The Biden administration has not mandated a new joint employment policy, but is in the process of revoking Trump’s Labor Department approach. And Biden’s main salary regulator, Jessica Looman, has affirmed the importance of eliminating joint liability as part of her agency’s law enforcement actions.

During Obama’s day, the government’s focus on shared corporate responsibility sparked an aggressive lobbying campaign in the franchise industry seeking to curb what they saw as a crusade on their model of business. business. Corporate lobbyists found a more receptive audience when Trump took office.

Trump’s Labor Department withdrew Obama-era guidelines that called for expanded joint employment responsibility under the Fair Labor Standards Act, which governs minimum wages and overtime, and has issued its own regulation which restricted the circumstances in which companies could be held jointly liable.

But a federal judge overturned the most important parts of the regulation last September, about six months after it came into force. The Trump administration appealed the decision in November, and a coalition of business groups intervened in the case to try to convince a federal appeals judge to restore the standard favorable to employers.

Nonetheless, the Biden administration could make the dispute moot by completing a March proposal to withdraw the common Trump employment measure. DOL’s Wages and Hours Division is currently reviewing public comments on this proposed withdrawal, which they will use to inform a final rule repealing it.

Push for a salary of $ 15

Meanwhile, union efforts to push McDonald’s to raise wages across the country continue. Workers’ activists in the Fight for $ 15 movement say their demands are not going to change and that the recent wage increase indicates a greater need for action.

“Obviously, McDonald’s understands that in order to hire and retain talented workers, something has to change,” Doneshia Babbitt, a $ 15 union leader, said in a statement. “They tried to offer $ 500 signing bonuses to new hires and they even tried handing out McChicken sandwiches in exchange for a job interview. Now they are raising the wages of some of us and using sophisticated math tricks to ignore the fact that they are selling most of us short. ”
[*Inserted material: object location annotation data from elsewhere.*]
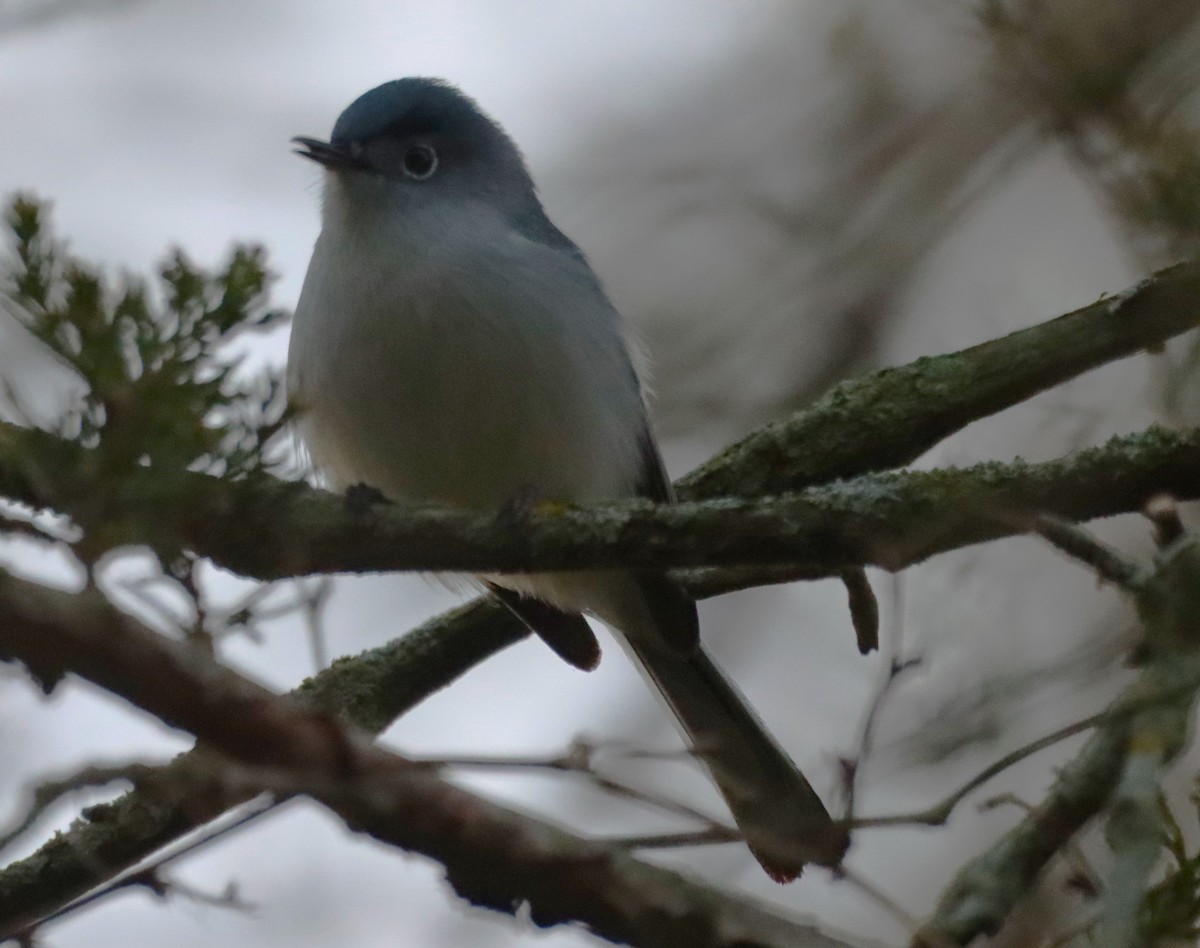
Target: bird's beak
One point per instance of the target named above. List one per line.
(334, 157)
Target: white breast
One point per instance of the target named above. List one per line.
(463, 364)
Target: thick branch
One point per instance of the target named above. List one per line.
(493, 857)
(269, 529)
(370, 690)
(1155, 712)
(839, 435)
(892, 418)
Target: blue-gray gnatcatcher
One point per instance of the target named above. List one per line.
(451, 345)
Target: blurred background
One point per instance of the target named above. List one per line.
(779, 195)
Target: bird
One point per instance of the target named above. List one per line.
(451, 345)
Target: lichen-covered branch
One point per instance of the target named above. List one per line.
(269, 529)
(1153, 713)
(493, 857)
(892, 418)
(840, 435)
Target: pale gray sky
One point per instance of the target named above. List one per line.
(151, 124)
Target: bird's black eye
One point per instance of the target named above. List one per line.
(420, 161)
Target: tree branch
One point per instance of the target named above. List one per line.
(493, 857)
(1153, 713)
(856, 429)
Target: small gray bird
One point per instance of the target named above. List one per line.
(451, 345)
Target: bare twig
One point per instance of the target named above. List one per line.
(493, 857)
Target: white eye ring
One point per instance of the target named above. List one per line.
(420, 161)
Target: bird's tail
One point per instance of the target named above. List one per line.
(781, 817)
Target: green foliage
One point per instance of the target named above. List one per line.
(1170, 910)
(160, 361)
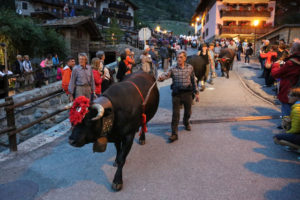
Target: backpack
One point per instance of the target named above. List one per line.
(298, 82)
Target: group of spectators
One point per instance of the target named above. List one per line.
(281, 66)
(91, 80)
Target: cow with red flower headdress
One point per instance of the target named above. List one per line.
(115, 117)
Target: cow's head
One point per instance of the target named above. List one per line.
(91, 129)
(225, 62)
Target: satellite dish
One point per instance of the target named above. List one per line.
(19, 11)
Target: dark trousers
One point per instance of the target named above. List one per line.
(238, 55)
(247, 58)
(186, 99)
(269, 80)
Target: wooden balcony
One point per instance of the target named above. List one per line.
(246, 13)
(125, 16)
(245, 30)
(118, 6)
(107, 13)
(51, 2)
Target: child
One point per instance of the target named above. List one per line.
(248, 53)
(292, 136)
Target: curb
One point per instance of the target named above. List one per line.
(254, 92)
(38, 141)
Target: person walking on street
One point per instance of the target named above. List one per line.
(67, 72)
(248, 53)
(184, 86)
(204, 54)
(130, 61)
(48, 67)
(55, 61)
(217, 51)
(105, 74)
(122, 68)
(82, 80)
(239, 51)
(270, 59)
(97, 75)
(288, 74)
(163, 52)
(154, 58)
(211, 58)
(265, 49)
(28, 71)
(146, 60)
(18, 69)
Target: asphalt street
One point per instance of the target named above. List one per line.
(215, 161)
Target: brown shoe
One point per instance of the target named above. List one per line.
(188, 127)
(173, 138)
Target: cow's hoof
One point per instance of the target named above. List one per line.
(115, 164)
(117, 187)
(142, 142)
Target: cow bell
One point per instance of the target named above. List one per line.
(100, 145)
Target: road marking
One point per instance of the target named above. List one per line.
(233, 119)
The group said it plans to strike in 15 cities on May 19, the day before McDonald’s annual shareholders meeting, to demand $ 15 for each worker in each restaurant.
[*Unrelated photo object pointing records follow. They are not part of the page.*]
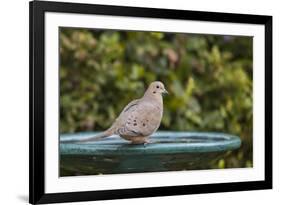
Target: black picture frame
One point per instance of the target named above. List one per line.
(37, 9)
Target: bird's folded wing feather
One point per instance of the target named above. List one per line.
(137, 120)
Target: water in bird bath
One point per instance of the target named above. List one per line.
(168, 151)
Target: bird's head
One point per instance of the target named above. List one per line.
(157, 88)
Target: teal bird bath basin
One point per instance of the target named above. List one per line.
(168, 151)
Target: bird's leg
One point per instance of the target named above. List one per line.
(146, 141)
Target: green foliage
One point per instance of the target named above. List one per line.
(209, 79)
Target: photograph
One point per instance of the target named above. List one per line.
(149, 101)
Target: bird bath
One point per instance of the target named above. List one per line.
(168, 151)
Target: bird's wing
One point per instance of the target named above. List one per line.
(138, 119)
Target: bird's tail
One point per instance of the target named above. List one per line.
(97, 137)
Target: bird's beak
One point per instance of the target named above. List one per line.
(165, 92)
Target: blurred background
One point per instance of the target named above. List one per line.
(209, 78)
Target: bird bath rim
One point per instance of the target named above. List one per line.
(162, 142)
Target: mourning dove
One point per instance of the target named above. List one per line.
(139, 119)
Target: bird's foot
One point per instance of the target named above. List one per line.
(146, 142)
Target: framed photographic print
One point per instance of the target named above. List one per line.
(140, 102)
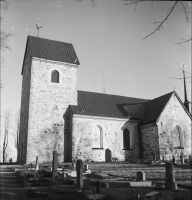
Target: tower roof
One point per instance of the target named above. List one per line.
(50, 49)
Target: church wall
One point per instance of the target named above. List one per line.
(149, 140)
(112, 129)
(172, 116)
(68, 135)
(48, 102)
(24, 110)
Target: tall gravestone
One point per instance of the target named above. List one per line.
(108, 155)
(36, 164)
(170, 183)
(79, 174)
(141, 176)
(54, 164)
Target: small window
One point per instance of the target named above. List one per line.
(126, 139)
(55, 76)
(178, 137)
(98, 137)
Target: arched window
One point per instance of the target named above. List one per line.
(178, 137)
(55, 76)
(126, 139)
(22, 151)
(98, 137)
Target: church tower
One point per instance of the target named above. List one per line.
(49, 85)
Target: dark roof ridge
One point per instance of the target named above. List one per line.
(47, 39)
(161, 96)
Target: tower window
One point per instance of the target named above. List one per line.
(55, 76)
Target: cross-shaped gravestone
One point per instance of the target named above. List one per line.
(74, 166)
(54, 164)
(141, 176)
(79, 174)
(36, 164)
(190, 160)
(86, 167)
(170, 183)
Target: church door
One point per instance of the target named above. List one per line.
(108, 155)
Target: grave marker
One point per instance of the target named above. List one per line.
(108, 155)
(36, 164)
(141, 176)
(54, 164)
(79, 174)
(190, 160)
(74, 166)
(86, 167)
(170, 183)
(182, 159)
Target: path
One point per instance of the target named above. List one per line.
(9, 187)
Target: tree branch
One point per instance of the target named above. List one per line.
(160, 25)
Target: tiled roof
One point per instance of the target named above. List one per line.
(51, 50)
(154, 107)
(98, 104)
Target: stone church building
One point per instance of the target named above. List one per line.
(86, 125)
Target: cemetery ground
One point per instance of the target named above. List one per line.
(154, 172)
The issue of joint employers is a question of ideology and the system is in favor of the employer whether or not he is forced to negotiate with the workers, said Anne Lofaso, professor of labor law at West Virginia University.
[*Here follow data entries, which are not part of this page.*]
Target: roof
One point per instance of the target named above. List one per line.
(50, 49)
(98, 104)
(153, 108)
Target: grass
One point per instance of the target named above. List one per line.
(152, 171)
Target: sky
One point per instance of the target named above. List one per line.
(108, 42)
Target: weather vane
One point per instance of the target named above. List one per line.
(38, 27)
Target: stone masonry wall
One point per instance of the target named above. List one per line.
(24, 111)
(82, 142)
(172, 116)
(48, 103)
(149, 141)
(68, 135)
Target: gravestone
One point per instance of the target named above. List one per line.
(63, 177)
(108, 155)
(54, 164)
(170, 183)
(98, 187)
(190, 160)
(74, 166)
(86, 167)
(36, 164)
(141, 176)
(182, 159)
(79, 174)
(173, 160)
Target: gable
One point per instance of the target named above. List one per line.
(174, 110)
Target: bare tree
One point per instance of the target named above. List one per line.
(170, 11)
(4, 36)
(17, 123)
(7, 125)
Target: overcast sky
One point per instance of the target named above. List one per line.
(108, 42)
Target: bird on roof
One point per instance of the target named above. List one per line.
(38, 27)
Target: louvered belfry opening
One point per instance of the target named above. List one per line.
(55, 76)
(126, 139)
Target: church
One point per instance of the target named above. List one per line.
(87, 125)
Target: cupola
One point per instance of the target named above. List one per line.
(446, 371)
She said if the company wants control, it will have to be ready to negotiate with the workers. “It’s simple,” she said. “Our law is moderate and Biden, at most, will bring more moderation.”

Courts do not have to listen to Ministry of Labor guidelines, and anything the administration does cannot go beyond legal precedent on how to interpret joint employer liability.

“Politicians will want to tell you that the sky is falling for business,” she said. “We have the courts, which will uphold the rule of law.”

Gemoets said it was clear there was a competitive push to raise wages, and actions by the big chains could signal the start of a wider groundswell.

“There are quite a few unemployed people, and we thrive on competition, and competition is king,” he said. “Corporate America realizes that it must step up its efforts to fill its ranks.”